Third, I will then take lead responsibility for locating these elements on the (pre-given) map, or fitting it into the bigger picture. So the wizard brothers' tower (now ruined, having been sacked by orcs as part of the backstory) is in the Abor-Alz on the GH map; Entekash was a city to the north of the mountains on the B11 inside cover map (ie off the map), and that whole area to the north has been rendered wild and unihabitable since its sacking - and yes, the patron looking to recruit your for your first adventure did know your uncle so-and-so the trader; the Marine patron we just rolled up on the patron encounter table knows the medic PC from his time in the navy, and she is interested to learn that he's been nursing the guy who won the yacht gambling, because the former owners were meant to be using it as part of her smuggling operation and now she'll need to recruit it's new owner!
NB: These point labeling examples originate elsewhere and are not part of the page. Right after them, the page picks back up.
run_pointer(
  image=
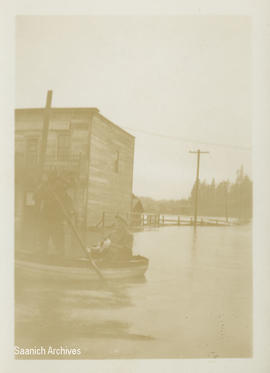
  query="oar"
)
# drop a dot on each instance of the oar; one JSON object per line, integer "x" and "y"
{"x": 77, "y": 235}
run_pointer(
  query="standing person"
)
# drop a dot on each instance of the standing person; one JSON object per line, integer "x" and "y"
{"x": 51, "y": 215}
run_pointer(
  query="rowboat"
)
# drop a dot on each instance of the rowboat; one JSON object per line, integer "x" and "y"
{"x": 55, "y": 268}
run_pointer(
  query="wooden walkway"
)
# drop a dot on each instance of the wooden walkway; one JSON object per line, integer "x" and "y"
{"x": 160, "y": 220}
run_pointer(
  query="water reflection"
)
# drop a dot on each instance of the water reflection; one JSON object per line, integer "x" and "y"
{"x": 195, "y": 303}
{"x": 49, "y": 312}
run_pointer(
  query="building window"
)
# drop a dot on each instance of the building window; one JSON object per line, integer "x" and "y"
{"x": 63, "y": 147}
{"x": 116, "y": 162}
{"x": 31, "y": 151}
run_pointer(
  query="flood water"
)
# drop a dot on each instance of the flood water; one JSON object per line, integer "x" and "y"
{"x": 195, "y": 302}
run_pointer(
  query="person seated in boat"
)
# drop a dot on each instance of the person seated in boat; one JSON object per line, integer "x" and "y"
{"x": 50, "y": 194}
{"x": 117, "y": 245}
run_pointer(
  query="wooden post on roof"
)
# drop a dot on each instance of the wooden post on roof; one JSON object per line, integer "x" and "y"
{"x": 45, "y": 130}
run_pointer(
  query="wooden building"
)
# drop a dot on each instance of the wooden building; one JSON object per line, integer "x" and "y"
{"x": 94, "y": 152}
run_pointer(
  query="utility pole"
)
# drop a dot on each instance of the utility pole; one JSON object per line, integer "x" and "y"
{"x": 45, "y": 130}
{"x": 198, "y": 152}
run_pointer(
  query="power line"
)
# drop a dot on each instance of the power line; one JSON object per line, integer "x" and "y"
{"x": 186, "y": 139}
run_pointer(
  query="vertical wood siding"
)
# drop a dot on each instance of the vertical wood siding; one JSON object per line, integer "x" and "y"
{"x": 109, "y": 191}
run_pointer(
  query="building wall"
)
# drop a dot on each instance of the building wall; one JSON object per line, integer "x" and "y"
{"x": 95, "y": 144}
{"x": 71, "y": 123}
{"x": 109, "y": 189}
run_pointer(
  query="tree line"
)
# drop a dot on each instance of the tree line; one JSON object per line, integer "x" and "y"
{"x": 223, "y": 199}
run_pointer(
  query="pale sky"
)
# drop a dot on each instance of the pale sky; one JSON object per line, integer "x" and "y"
{"x": 186, "y": 77}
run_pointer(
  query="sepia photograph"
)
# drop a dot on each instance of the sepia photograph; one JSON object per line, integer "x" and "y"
{"x": 133, "y": 187}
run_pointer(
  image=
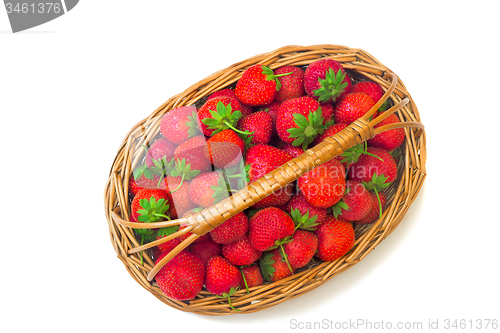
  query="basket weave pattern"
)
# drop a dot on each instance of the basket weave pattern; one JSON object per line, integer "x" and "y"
{"x": 411, "y": 174}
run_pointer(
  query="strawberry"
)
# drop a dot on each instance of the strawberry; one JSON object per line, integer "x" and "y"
{"x": 260, "y": 124}
{"x": 258, "y": 86}
{"x": 292, "y": 85}
{"x": 207, "y": 189}
{"x": 375, "y": 211}
{"x": 171, "y": 244}
{"x": 262, "y": 160}
{"x": 231, "y": 230}
{"x": 142, "y": 181}
{"x": 251, "y": 277}
{"x": 301, "y": 249}
{"x": 180, "y": 124}
{"x": 382, "y": 164}
{"x": 240, "y": 253}
{"x": 182, "y": 277}
{"x": 299, "y": 121}
{"x": 273, "y": 266}
{"x": 324, "y": 185}
{"x": 205, "y": 249}
{"x": 150, "y": 205}
{"x": 224, "y": 149}
{"x": 326, "y": 81}
{"x": 160, "y": 149}
{"x": 298, "y": 202}
{"x": 272, "y": 109}
{"x": 355, "y": 204}
{"x": 245, "y": 109}
{"x": 351, "y": 107}
{"x": 219, "y": 113}
{"x": 335, "y": 238}
{"x": 292, "y": 150}
{"x": 222, "y": 278}
{"x": 372, "y": 89}
{"x": 269, "y": 227}
{"x": 193, "y": 151}
{"x": 388, "y": 140}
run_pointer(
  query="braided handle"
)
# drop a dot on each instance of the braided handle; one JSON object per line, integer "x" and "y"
{"x": 209, "y": 218}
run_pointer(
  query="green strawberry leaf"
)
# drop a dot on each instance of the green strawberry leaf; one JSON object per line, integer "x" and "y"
{"x": 266, "y": 266}
{"x": 337, "y": 209}
{"x": 307, "y": 128}
{"x": 167, "y": 231}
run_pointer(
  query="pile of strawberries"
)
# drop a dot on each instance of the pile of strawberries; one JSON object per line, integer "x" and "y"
{"x": 239, "y": 135}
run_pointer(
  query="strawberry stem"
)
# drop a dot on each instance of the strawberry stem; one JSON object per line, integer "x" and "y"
{"x": 244, "y": 280}
{"x": 283, "y": 254}
{"x": 379, "y": 202}
{"x": 237, "y": 130}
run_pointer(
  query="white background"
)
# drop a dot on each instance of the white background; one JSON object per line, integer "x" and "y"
{"x": 72, "y": 88}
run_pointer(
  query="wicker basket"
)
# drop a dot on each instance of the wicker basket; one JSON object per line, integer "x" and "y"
{"x": 411, "y": 174}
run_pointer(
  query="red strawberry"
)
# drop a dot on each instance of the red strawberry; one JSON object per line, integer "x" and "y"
{"x": 351, "y": 107}
{"x": 205, "y": 249}
{"x": 241, "y": 253}
{"x": 245, "y": 109}
{"x": 252, "y": 276}
{"x": 171, "y": 244}
{"x": 193, "y": 151}
{"x": 262, "y": 160}
{"x": 292, "y": 150}
{"x": 326, "y": 80}
{"x": 222, "y": 278}
{"x": 142, "y": 182}
{"x": 272, "y": 109}
{"x": 260, "y": 124}
{"x": 180, "y": 124}
{"x": 160, "y": 149}
{"x": 268, "y": 227}
{"x": 324, "y": 185}
{"x": 299, "y": 202}
{"x": 182, "y": 277}
{"x": 369, "y": 166}
{"x": 301, "y": 249}
{"x": 299, "y": 121}
{"x": 372, "y": 89}
{"x": 335, "y": 238}
{"x": 374, "y": 212}
{"x": 391, "y": 139}
{"x": 231, "y": 230}
{"x": 258, "y": 86}
{"x": 273, "y": 266}
{"x": 218, "y": 114}
{"x": 292, "y": 85}
{"x": 224, "y": 149}
{"x": 150, "y": 205}
{"x": 207, "y": 189}
{"x": 355, "y": 204}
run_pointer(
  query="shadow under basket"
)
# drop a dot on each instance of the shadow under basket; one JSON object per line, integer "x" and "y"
{"x": 360, "y": 65}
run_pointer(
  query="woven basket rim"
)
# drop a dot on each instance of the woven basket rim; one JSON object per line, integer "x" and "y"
{"x": 411, "y": 174}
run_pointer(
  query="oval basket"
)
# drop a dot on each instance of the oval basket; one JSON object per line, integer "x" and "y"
{"x": 411, "y": 174}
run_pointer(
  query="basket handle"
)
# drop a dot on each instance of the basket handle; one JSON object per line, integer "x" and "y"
{"x": 209, "y": 218}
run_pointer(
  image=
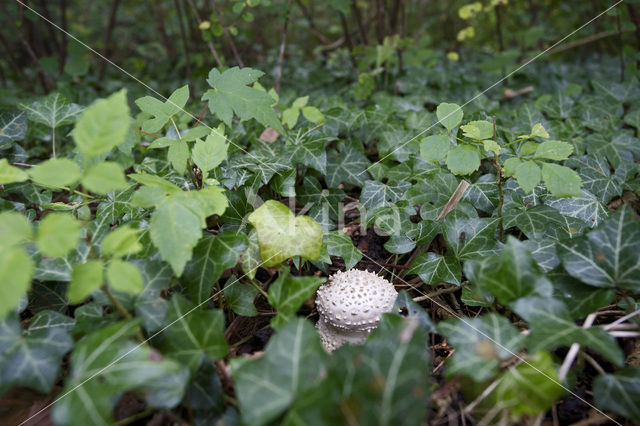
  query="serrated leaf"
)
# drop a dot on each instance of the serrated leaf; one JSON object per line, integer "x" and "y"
{"x": 619, "y": 392}
{"x": 230, "y": 94}
{"x": 463, "y": 159}
{"x": 282, "y": 235}
{"x": 58, "y": 233}
{"x": 268, "y": 385}
{"x": 103, "y": 125}
{"x": 56, "y": 173}
{"x": 32, "y": 357}
{"x": 211, "y": 257}
{"x": 435, "y": 147}
{"x": 53, "y": 110}
{"x": 104, "y": 177}
{"x": 449, "y": 115}
{"x": 288, "y": 293}
{"x": 196, "y": 335}
{"x": 552, "y": 326}
{"x": 480, "y": 344}
{"x": 608, "y": 255}
{"x": 434, "y": 268}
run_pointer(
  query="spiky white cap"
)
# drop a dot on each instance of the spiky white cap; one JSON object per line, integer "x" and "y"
{"x": 350, "y": 305}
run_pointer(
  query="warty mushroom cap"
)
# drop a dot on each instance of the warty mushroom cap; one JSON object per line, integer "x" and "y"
{"x": 355, "y": 300}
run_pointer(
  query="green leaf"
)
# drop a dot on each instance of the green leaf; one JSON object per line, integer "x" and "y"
{"x": 480, "y": 344}
{"x": 208, "y": 154}
{"x": 124, "y": 276}
{"x": 340, "y": 244}
{"x": 107, "y": 363}
{"x": 211, "y": 257}
{"x": 240, "y": 297}
{"x": 121, "y": 242}
{"x": 470, "y": 237}
{"x": 58, "y": 233}
{"x": 619, "y": 392}
{"x": 103, "y": 125}
{"x": 512, "y": 275}
{"x": 194, "y": 335}
{"x": 552, "y": 326}
{"x": 230, "y": 94}
{"x": 56, "y": 173}
{"x": 85, "y": 279}
{"x": 607, "y": 256}
{"x": 288, "y": 293}
{"x": 14, "y": 228}
{"x": 268, "y": 385}
{"x": 13, "y": 126}
{"x": 530, "y": 388}
{"x": 561, "y": 181}
{"x": 10, "y": 174}
{"x": 463, "y": 159}
{"x": 53, "y": 110}
{"x": 528, "y": 175}
{"x": 449, "y": 115}
{"x": 16, "y": 270}
{"x": 282, "y": 235}
{"x": 104, "y": 177}
{"x": 478, "y": 130}
{"x": 32, "y": 357}
{"x": 434, "y": 148}
{"x": 434, "y": 268}
{"x": 554, "y": 150}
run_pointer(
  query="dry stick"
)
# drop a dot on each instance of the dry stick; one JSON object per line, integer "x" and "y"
{"x": 573, "y": 350}
{"x": 283, "y": 44}
{"x": 227, "y": 35}
{"x": 107, "y": 38}
{"x": 185, "y": 44}
{"x": 212, "y": 49}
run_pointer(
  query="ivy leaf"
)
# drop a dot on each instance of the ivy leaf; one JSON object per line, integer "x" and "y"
{"x": 58, "y": 233}
{"x": 13, "y": 126}
{"x": 528, "y": 175}
{"x": 552, "y": 326}
{"x": 434, "y": 268}
{"x": 196, "y": 334}
{"x": 282, "y": 235}
{"x": 230, "y": 94}
{"x": 10, "y": 174}
{"x": 340, "y": 244}
{"x": 607, "y": 256}
{"x": 449, "y": 115}
{"x": 554, "y": 150}
{"x": 53, "y": 110}
{"x": 56, "y": 173}
{"x": 104, "y": 177}
{"x": 561, "y": 181}
{"x": 480, "y": 343}
{"x": 463, "y": 159}
{"x": 288, "y": 293}
{"x": 470, "y": 237}
{"x": 211, "y": 257}
{"x": 435, "y": 147}
{"x": 478, "y": 130}
{"x": 268, "y": 385}
{"x": 619, "y": 392}
{"x": 103, "y": 125}
{"x": 32, "y": 357}
{"x": 530, "y": 388}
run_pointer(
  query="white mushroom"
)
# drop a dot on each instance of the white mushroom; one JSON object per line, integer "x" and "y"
{"x": 350, "y": 305}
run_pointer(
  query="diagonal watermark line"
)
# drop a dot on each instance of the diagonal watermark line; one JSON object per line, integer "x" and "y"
{"x": 214, "y": 130}
{"x": 496, "y": 83}
{"x": 103, "y": 369}
{"x": 518, "y": 357}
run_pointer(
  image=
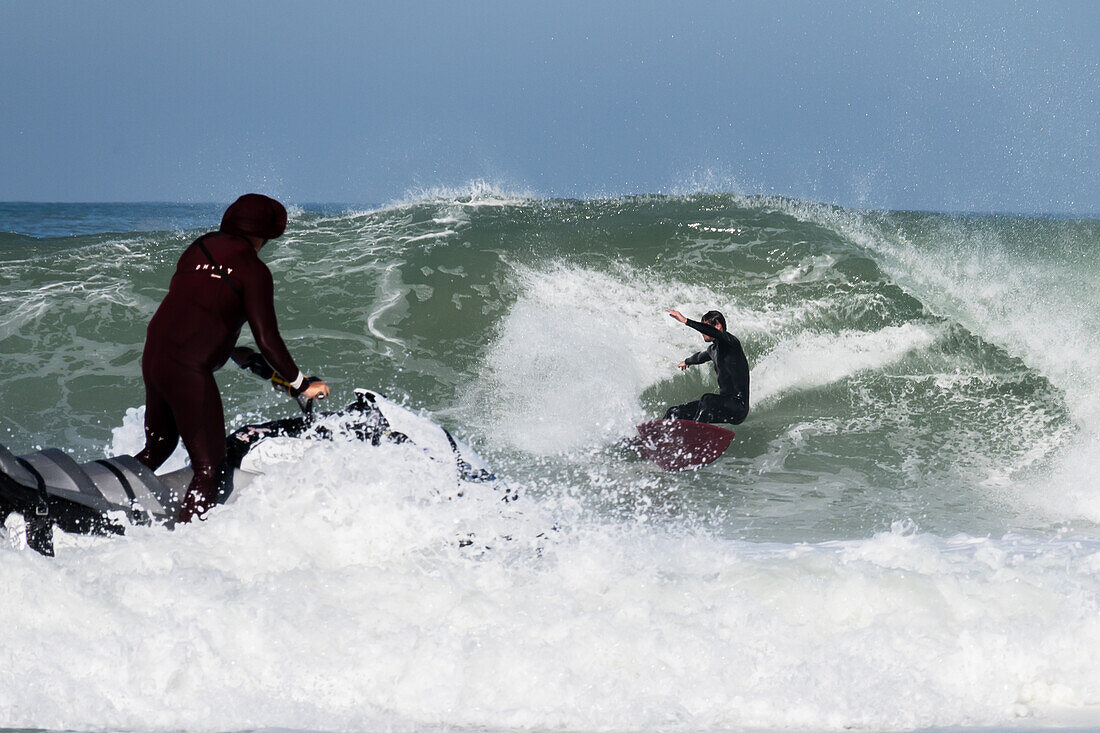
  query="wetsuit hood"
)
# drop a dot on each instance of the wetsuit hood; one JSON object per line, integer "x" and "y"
{"x": 254, "y": 215}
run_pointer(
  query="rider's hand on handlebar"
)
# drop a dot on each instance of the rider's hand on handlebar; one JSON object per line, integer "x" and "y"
{"x": 316, "y": 390}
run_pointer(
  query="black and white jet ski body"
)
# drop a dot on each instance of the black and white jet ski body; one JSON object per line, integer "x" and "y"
{"x": 50, "y": 489}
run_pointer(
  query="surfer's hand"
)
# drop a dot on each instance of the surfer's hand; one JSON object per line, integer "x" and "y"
{"x": 317, "y": 390}
{"x": 677, "y": 315}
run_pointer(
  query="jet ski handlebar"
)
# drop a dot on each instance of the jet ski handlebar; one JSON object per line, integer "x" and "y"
{"x": 253, "y": 361}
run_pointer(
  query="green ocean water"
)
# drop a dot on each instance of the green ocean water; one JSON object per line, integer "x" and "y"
{"x": 904, "y": 534}
{"x": 905, "y": 365}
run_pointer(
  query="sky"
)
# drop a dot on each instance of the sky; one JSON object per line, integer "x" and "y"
{"x": 935, "y": 106}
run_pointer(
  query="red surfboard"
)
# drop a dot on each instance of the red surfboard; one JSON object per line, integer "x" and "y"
{"x": 681, "y": 445}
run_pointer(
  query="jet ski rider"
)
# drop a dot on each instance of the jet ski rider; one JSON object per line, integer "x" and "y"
{"x": 732, "y": 403}
{"x": 219, "y": 284}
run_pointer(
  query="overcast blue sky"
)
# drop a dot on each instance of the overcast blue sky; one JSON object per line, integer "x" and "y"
{"x": 955, "y": 106}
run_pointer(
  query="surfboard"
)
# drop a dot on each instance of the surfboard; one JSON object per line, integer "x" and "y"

Sometimes there isn't a pre-established setting, and then the players can contribute as freely as I do: it was a player who decided that our starting world for Traveller (that I rolled up after they rolled their PCs) was a gas giant moon; and in our Cortex+ Heroic game, after the players voted for vikings over Japan (I'd designed pre-gens who could work as either) they esablished the backstory to kick things off (but that game doesn't involve a map any more complicated than "north, snow, glacier, mountains; south, fields, villages that need to be kept safe").

And in our Prince Valiant game we worked out our starting location was the south of Britain because I was using a scenario from the Episode Book, and the NPC was Lady Joan of Kent, and the action was taking place fairly close to her castle. We use the map of Britain on the Pendragon inside cover, but - like the GH maps in our BW game - it's just a narrative prop. It doesn't actually play any role in action resolution.

I don't know BitD well enough to know whether it lends itself to my 1-2-3 approach ie are the pre-authored backstory elements so obviously consonant with the genre that you can let the players set up their backstory and then just map that onto the labels/narrative props provided by the game? GH is good for this because it is such a generic-swords-and-sorcery-a-la-the-Hyborean-Age-with-added-elves-and-dwarves-and-orcs world; Glorantha (to pick a contrasting example) I would think not so much, as it has its own distinctive vision and details. BitD seems like its setting might be intermediate between these two examples.